Seb Dance, Deputy Mayor for Transport, said: “London’s transport network is crucial for a sustainable recovery, and it’s fantastic to see passengers confidently using it as they return to workplaces and to enjoy all the city has to offer. The increased footfall is great news for London’s businesses and hospitality venues which have been hit so hard by the pandemic. These figures also highlight how vital a comprehensive bus network is for London, not only for people getting around central London but also for those who don’t live as near to other modes of transport – with some areas in outer London nearly at pre-pandemic levels once again. It’s crucial that the Government agree long-term capital funding, so we are able to keep these services running, to aid both London’s recovery and that of the wider country. Throwing that all away now would be a tragedy with far-reaching consequences for Londoners and rest of the UK.”

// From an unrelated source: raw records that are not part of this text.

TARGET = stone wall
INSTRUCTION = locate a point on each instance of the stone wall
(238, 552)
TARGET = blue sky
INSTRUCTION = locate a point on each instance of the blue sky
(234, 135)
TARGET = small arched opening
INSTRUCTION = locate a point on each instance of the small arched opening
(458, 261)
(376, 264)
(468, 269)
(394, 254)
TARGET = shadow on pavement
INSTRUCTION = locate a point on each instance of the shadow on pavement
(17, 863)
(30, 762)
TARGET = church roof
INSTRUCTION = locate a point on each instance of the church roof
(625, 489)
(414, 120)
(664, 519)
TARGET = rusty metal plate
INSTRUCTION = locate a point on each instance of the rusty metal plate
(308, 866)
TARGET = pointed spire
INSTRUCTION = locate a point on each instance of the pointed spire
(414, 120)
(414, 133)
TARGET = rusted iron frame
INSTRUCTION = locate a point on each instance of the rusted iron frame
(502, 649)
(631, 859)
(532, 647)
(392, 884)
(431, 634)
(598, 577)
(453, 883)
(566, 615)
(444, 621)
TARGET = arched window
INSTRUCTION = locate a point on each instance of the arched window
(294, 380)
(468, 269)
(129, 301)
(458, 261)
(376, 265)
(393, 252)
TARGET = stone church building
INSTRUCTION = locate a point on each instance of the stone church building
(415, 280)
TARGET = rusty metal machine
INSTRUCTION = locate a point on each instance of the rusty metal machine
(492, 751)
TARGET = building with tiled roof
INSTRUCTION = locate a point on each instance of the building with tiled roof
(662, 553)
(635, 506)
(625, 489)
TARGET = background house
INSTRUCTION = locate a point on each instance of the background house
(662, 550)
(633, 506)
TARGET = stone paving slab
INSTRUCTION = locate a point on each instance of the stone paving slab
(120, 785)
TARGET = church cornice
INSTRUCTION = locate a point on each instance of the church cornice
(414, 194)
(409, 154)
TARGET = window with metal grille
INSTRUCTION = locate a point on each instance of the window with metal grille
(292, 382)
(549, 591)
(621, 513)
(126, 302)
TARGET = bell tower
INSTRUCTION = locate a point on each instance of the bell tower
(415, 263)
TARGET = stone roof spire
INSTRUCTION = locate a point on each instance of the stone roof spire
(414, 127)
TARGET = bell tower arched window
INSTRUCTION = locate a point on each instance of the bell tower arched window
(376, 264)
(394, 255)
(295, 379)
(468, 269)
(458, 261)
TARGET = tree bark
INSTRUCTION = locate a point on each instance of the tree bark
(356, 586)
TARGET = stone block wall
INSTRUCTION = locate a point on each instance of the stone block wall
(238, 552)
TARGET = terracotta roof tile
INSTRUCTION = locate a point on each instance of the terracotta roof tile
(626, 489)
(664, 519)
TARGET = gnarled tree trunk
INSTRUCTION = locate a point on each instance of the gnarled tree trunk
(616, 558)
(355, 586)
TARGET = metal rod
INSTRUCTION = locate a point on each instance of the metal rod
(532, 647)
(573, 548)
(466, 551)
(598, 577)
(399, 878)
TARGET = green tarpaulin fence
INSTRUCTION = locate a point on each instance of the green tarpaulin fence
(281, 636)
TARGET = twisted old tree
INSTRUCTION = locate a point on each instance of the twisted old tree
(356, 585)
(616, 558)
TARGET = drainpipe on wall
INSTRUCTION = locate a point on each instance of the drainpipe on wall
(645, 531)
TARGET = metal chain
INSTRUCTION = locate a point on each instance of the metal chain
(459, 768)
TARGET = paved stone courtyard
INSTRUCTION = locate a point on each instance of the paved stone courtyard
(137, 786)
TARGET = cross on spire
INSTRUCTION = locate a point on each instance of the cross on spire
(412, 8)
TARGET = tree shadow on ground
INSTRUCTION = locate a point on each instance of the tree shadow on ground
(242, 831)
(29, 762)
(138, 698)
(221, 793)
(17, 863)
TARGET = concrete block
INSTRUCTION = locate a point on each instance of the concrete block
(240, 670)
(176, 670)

Andy Lord, Chief Operating Officer for Transport for London, said: “It’s great to see that ridership on our services is continuing to grow in recent weeks as restrictions about working from home have been lifted. Weekday Tube ridership is now around 60 per cent of pre-pandemic levels, and at weekends is even higher – reaching three quarters of normal demand at certain times. Bus ridership is also regularly  at around 75 per cent of pre-pandemic levels, showing how vital the extensive network is to help people commute, get to school or visit friends and family.

“Public transport is key to the capital’s recovery from the pandemic, and we continue to run a near-normal service across our Tubes, buses and trains. These latest figures indicate that millions of Londoners are now regularly using public transport, showing continued confidence that services are safe, clean and reliable.”